If, on the other hand, your program is open source and you don't mind people reading the source code of your program, the common case is to avoid creating a package for anything. You simply distribute a tarball (similar to a ZIP or RAR file) containing the source code and instructions to compile it. If someone wants a Debian package to install it, someone will have to compile your program under Debian, and make a package with the result. This is a very very very common case. In fact, distributions like Ubuntu or Debian heavily rely on package repositories, network locations from where you can download thousands of packages for your system, created by a myriad of official and unofficial packagers (people that create packages for the system). For example, if you want to install a program under Ubuntu, it's very infrequent for the program not to exist already packaged in a repository, and you can download and install it, together with its dependencies, in a couple of mouse clicks.

Summing up

  • Many times the programmer creates programs using source code that must be compiled.
  • They use libraries to make writing programs easy.
  • Distributing the resulting program is easier using a package manager.
  • Many programmers only give you the source code due to the diversity of package managers and systems.
  • Someone else is responsible for creating a package for a specific system.

Slackware specifics

Slackware is, as you may know, a very simple system. Being simple doesn't mean it's simple to use. On the contrary, a system with a simple design and simple tools usually requires the user to do more things to achieve a goal. The advantage of a simple design is that it's easier to understand if you want to know how your system works, and sometimes it's also more stable and has less bugs. As part of its simple design, the package manager in Slackware is also very simple, and its packages are also very simple.
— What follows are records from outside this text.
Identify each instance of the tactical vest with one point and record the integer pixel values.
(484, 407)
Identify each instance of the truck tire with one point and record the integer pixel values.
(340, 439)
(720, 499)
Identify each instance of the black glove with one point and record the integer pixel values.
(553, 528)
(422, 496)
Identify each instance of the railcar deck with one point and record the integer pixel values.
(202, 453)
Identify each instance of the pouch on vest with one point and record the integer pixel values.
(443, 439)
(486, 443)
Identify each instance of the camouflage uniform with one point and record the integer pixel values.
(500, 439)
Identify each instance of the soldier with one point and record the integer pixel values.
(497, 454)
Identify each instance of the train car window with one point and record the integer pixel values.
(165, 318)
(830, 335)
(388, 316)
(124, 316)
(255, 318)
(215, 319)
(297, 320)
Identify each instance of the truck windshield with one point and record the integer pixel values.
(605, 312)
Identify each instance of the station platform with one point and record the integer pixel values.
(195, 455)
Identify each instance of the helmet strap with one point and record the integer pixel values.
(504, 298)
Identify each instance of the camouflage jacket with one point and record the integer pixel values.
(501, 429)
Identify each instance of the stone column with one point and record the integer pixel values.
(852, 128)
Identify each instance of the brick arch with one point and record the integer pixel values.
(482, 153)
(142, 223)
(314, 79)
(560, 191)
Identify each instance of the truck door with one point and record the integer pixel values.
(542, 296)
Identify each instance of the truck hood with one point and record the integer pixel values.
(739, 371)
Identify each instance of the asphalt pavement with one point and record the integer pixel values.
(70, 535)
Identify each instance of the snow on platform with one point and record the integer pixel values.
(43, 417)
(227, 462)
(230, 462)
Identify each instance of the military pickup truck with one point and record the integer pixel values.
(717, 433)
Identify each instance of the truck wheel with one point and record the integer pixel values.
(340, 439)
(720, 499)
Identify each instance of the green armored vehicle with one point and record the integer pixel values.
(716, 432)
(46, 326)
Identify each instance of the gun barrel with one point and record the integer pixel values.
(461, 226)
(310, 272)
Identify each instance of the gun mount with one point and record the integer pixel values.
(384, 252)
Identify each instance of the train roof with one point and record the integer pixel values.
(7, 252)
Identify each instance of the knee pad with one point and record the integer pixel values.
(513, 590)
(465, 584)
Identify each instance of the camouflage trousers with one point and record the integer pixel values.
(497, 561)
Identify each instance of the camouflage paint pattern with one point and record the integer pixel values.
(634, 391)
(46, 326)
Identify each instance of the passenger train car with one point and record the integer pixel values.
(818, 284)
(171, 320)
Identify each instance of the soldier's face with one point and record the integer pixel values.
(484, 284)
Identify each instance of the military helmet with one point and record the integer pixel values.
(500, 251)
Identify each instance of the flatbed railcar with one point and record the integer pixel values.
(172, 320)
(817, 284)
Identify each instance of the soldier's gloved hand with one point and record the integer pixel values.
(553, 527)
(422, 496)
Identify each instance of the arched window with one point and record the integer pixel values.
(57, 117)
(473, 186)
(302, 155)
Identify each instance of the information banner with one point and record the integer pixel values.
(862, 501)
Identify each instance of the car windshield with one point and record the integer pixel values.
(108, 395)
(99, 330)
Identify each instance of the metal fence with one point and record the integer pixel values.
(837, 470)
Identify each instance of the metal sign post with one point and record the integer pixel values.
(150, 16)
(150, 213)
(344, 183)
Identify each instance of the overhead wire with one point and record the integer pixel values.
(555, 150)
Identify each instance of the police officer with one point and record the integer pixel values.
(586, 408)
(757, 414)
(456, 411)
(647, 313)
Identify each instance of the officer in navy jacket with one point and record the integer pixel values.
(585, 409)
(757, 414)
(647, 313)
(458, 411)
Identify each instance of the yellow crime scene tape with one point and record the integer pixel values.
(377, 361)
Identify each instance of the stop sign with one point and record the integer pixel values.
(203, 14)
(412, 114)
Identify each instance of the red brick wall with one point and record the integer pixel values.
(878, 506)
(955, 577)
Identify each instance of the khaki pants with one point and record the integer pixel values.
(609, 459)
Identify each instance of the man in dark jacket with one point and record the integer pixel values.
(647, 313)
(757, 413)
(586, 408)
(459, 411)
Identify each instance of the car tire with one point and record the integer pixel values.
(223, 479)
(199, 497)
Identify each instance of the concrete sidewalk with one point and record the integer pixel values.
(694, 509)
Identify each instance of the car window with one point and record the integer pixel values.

Slackware packages are tarballs (again, something like ZIP files) that, if extracted in the right place, will populate the system with the package files, and it also holds some special files with information about the package itself. As they are simple tarballs, Slackware doesn't try to hide this fact, and Slackware packages have the tgz extension (short for tar.gz), contrary to other systems in which packages have a special extension to make it clear that they are packages, like rpm or deb.

This is not a problem, but sometimes this confuses novice users. They go to the program webpage and download the program source code in a tarball (usually a file with tar.gz extension) and think "Hey, if Slackware packages are tarballs and this is a tarball, I'm going to install this file with the package manager". Wrong! Even when the package manager complains that the package name does not end in tgz but on tar.gz, they many times rename the file and try again. Those are two mistakes in a row. The package manager will try to extact the tarball contents to that special location we mentioned earlier and nothing will happen, as the files inside the tarball are not structured as they need to be, but this is the small problem. The big one is that what you are trying to install is the source code of the program, and not the program itself! Remember, you need to compile it first in the majority of cases.

Under Slackware, you should first check if there is an official package for the program. If there is not, you could try to to download a ready to use package from a place or someone you trust. Else, you could compile the program yourself and create a package for it, and then install the package. The compilation and package creation can be automated sometimes for ease of use, for example using SlackBuild scripts.